The British delegation led by their Prime Minister David Cameron came, dictated terms and then left after spending three hours in the holy city on Wednesday, giving the 'Amritsarias' a taste of colonialism.
While no one minded Cameron coming and paying obeisance at the Golden Temple and describing the Jallianwala Bagh tragedy as 'shameful' but many eyes did frown when Indian officials, particularly those in-charge of the security setup chose to obey every order of the English. No questions were asked as the British dictated terms, particularly on issues related to the security of their PM.
The British may be criticised for their haughty behaviour but what was astonishing was the way the Punjab Police officials chose to obey them without bothering about their own self-respect and esteem.

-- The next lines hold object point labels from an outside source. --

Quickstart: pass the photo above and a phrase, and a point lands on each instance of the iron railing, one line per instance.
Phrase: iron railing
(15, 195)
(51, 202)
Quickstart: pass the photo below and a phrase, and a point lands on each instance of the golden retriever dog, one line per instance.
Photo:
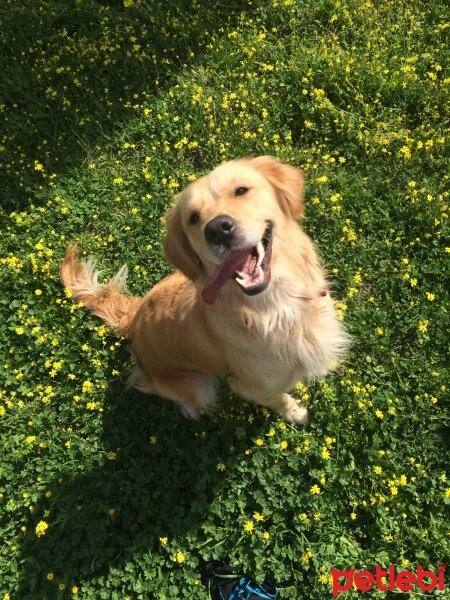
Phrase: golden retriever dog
(248, 299)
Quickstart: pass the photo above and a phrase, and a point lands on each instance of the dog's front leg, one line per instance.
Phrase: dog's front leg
(285, 405)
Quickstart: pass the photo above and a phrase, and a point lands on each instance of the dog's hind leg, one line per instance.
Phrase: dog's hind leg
(191, 391)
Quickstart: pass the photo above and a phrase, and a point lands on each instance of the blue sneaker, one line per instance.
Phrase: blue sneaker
(222, 584)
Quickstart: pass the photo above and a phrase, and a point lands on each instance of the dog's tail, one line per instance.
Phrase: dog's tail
(107, 301)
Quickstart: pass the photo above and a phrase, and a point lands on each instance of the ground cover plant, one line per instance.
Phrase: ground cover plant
(107, 110)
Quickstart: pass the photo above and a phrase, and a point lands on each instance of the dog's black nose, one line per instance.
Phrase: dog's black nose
(220, 230)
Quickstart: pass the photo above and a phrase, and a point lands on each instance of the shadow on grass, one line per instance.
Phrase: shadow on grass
(160, 484)
(69, 70)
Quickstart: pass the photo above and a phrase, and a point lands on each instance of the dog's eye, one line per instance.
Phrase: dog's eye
(240, 191)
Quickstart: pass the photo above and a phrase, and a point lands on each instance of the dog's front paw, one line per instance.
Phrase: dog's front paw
(296, 414)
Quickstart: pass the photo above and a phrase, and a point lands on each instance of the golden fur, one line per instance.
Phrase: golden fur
(266, 342)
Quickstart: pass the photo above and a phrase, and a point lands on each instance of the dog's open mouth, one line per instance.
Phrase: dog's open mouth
(249, 267)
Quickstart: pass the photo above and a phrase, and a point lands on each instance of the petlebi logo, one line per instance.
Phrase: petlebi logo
(388, 580)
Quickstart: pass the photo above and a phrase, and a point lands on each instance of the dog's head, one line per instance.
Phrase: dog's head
(227, 224)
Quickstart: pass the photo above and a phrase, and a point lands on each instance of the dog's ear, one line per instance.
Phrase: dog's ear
(288, 182)
(177, 249)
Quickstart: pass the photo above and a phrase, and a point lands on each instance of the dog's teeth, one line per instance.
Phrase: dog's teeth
(260, 273)
(261, 253)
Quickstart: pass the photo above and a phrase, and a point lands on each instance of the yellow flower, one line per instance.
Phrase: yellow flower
(41, 528)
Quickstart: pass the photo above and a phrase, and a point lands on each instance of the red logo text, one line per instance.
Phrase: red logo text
(387, 580)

Prior to the visit of Cameron, the British had made it clear that they would lay down the ground rules for the visit and these must be followed strictly.
Officials locked up:
While the common man and the devotees coming to pay obeisance at the Golden Temple did face a lot of inconvenience due to the security put in place for the visiting PM, but two officials of the district administration will remember the visit of Cameron for a long time to come. They were no ordinary officials but heads of their respective departments.
The two were at the rice mill, which Cameron visited for inking an MoU for the supply of basmati to England. They were seated in a room inside the mill premises when the British PM arrived. To their utter astonishment, a SP level official came by the room and before they could stand, the official put the latch on the door from outside, leaving the two seated inside.
Confirming the incident, one of the officials told HT here on Friday, “We were taken aback when the door was locked. However we made no attempt to get it opened and only after the PM had left was the door opened by an employee working in the mill.”
This matter was brought to the notice of deputy commissioner Rajat Aggarwal a day later. The matter has also been brought to the notice of a senior police official and efforts are being made to identify the SP who was on duty in the rice mill.
This was not all, a British woman official was irked by the repeated presence of a public relations department official of the Punjab Government at all the place that Cameron visited. She attempted to have this official thrown out from one of the venues but the DC put his foot down. Perhaps this step of the DC was the single instance when a British order met with resistance.
Media was at receiving end
However, the worst treatment the British had reserved for the Indian media. While the British media had a free run, all sorts of restrictions related to their movement were placed on their Indian counterparts.
The restrictions were strictly enforced by the police officials, who went on to the extent of humiliating the local journalists, probably to please the foreigners. When journalists protested the rude behaviour of the cops, their senior officers looked the other way.
One officer chose to justify this unquestionable loyalty towards the British by saying, “They are our guests.”